Een beetje rechtsstaat?
Polen zal de Israëlische premier Benjamin Netanyahu niet arresteren, wanneer hij later deze maand de 80ste verjaardag van de bevrijding van vernietigingskamp Auschwitz komt bijwonen. Dit heeft de Poolse premier Donald Tusk bekendgemaakt. Polen negeert hiermee het arrestatiebevel dat het Internationaal Strafhof (ICC) tegen Netanyahu uitvaardigde.
Tusk dwingt ons zo om een antwoord te formuleren op de vraag of we de rechtsstaat alleen in acht moeten nemen als het ons uitkomt. Of dat er zoiets kan bestaan als ‘een beetje rechtsstaat’.
Sinds de oprichting van het Internationaal Strafhof in 2002, is het niet aan politici maar aan de aanklagers en rechters van het Strafhof om overtredingen van het internationaal recht te vervolgen.

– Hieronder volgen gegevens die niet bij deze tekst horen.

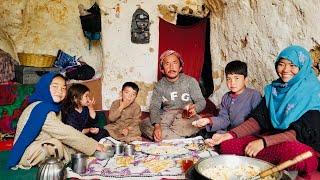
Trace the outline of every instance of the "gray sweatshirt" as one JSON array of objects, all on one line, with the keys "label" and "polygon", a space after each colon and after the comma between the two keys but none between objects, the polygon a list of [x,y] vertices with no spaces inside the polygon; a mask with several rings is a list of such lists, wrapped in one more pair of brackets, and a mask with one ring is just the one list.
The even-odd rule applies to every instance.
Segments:
[{"label": "gray sweatshirt", "polygon": [[162,112],[182,109],[187,104],[195,104],[197,112],[206,106],[198,81],[183,73],[180,73],[179,79],[173,83],[163,77],[153,89],[150,104],[151,123],[159,123]]}]

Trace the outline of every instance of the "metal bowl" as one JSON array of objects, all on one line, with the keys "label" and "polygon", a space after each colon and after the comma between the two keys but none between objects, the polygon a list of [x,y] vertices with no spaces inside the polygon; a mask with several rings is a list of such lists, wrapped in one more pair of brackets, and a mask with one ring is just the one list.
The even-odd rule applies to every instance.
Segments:
[{"label": "metal bowl", "polygon": [[[245,156],[217,155],[200,160],[198,163],[195,164],[195,169],[200,175],[210,179],[209,177],[204,175],[203,171],[217,165],[224,165],[231,169],[234,169],[240,165],[255,165],[258,166],[261,169],[261,171],[264,171],[274,166],[273,164],[268,163],[266,161]],[[272,174],[272,176],[275,177],[277,180],[280,180],[282,177],[282,171],[275,172]],[[238,178],[234,175],[232,177],[229,177],[229,179]]]},{"label": "metal bowl", "polygon": [[106,148],[106,152],[96,151],[94,152],[94,157],[97,159],[109,159],[113,157],[114,155],[114,149],[112,148]]}]

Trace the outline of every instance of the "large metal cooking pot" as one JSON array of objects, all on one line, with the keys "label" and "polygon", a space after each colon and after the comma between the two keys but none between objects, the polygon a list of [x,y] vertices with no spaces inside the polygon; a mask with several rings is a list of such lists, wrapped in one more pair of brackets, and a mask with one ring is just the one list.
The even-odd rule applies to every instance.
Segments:
[{"label": "large metal cooking pot", "polygon": [[[50,145],[54,148],[56,157],[50,156],[47,157],[47,152],[44,148],[44,145]],[[63,180],[66,178],[66,166],[59,160],[58,149],[54,144],[43,143],[41,145],[43,152],[47,159],[42,163],[38,169],[37,180]]]},{"label": "large metal cooking pot", "polygon": [[[197,164],[195,164],[195,169],[200,175],[206,177],[203,174],[203,171],[217,165],[224,165],[231,169],[237,168],[240,165],[255,165],[258,166],[261,171],[264,171],[274,166],[273,164],[268,163],[266,161],[245,156],[217,155],[200,160]],[[273,173],[272,176],[275,177],[277,180],[280,180],[282,177],[282,171]],[[209,179],[209,177],[206,178]],[[229,177],[229,179],[235,180],[238,179],[238,177],[231,176]]]}]

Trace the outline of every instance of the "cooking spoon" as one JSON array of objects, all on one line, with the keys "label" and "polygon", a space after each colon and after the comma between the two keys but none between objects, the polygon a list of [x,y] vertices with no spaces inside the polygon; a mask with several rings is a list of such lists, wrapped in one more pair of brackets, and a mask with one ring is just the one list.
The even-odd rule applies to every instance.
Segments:
[{"label": "cooking spoon", "polygon": [[278,164],[278,165],[276,165],[274,167],[271,167],[271,168],[269,168],[269,169],[267,169],[265,171],[262,171],[260,174],[249,178],[249,180],[256,180],[256,179],[264,178],[266,176],[269,176],[272,173],[281,171],[281,170],[283,170],[283,169],[285,169],[285,168],[287,168],[287,167],[289,167],[291,165],[294,165],[294,164],[296,164],[296,163],[298,163],[300,161],[308,159],[311,156],[312,156],[312,153],[310,151],[307,151],[305,153],[302,153],[302,154],[294,157],[293,159],[289,159],[289,160],[287,160],[287,161],[285,161],[283,163],[280,163],[280,164]]}]

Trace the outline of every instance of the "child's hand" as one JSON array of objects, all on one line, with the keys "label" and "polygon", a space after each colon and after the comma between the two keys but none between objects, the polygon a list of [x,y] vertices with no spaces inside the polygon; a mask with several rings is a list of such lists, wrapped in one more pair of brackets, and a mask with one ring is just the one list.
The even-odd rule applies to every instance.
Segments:
[{"label": "child's hand", "polygon": [[203,126],[209,124],[209,122],[210,122],[210,119],[201,118],[201,119],[198,119],[197,121],[193,121],[192,125],[195,126],[195,127],[203,127]]},{"label": "child's hand", "polygon": [[225,133],[225,134],[217,133],[217,134],[214,134],[211,139],[206,139],[204,142],[212,147],[229,139],[233,139],[230,133]]},{"label": "child's hand", "polygon": [[94,100],[94,97],[92,97],[92,100],[89,99],[88,108],[93,108],[94,104],[96,104],[96,100]]},{"label": "child's hand", "polygon": [[125,108],[127,108],[128,106],[130,106],[130,104],[132,103],[133,101],[132,100],[129,100],[129,99],[121,99],[121,101],[120,101],[120,107],[122,108],[122,109],[125,109]]},{"label": "child's hand", "polygon": [[197,114],[196,105],[195,104],[188,104],[183,109],[187,109],[188,110],[189,118],[191,118],[191,117],[193,117],[193,116],[195,116]]},{"label": "child's hand", "polygon": [[250,142],[246,148],[244,149],[244,152],[247,156],[250,157],[256,157],[256,155],[264,148],[263,140],[257,139],[252,142]]},{"label": "child's hand", "polygon": [[124,136],[128,136],[129,130],[127,128],[122,129],[121,134]]},{"label": "child's hand", "polygon": [[98,134],[99,133],[99,128],[90,128],[90,132],[92,134]]}]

Zodra het Strafhof de arrestatie van een verdachte beveelt, zijn alle Europese landen verdragsrechtelijk verplicht het bevel uit te voeren.
Naast onze morele verplichting aan de tienduizenden doden in Gaza, is het ook in het belang van onze eigen veiligheid dat Europa zich ondubbelzinnig opwerpt als strijder voor het internationaal recht. Het Britse woord voor rechtstaat, the rule of law (de heerschappij van de wet) leent zich hier beter om zichtbaar te maken wat hier op het spel staat. Er bestaat niet zoiets als ‘een beetje’ rule of law. Of we zijn allemaal ondergeschikt aan de wet. Of we keren terug naar het recht van de sterkste – in het Engels aangeduid als the rule of man.
Nu in navolging van Poetin ook de aankomende Amerikaanse president verlekkerd kijkt naar Europees grondgebied, is het internationale recht de enige boei die we hebben om onze vrijheid en veiligheid te garanderen. Polen is tot de zomer voorzitter van de Europese Unie. Het land moet daarmee de komende zes maanden voorop gaan in de strijd vóór de heerschappij van de wet. Om te beginnen met de arrestatie van Benjamin Netanyahu.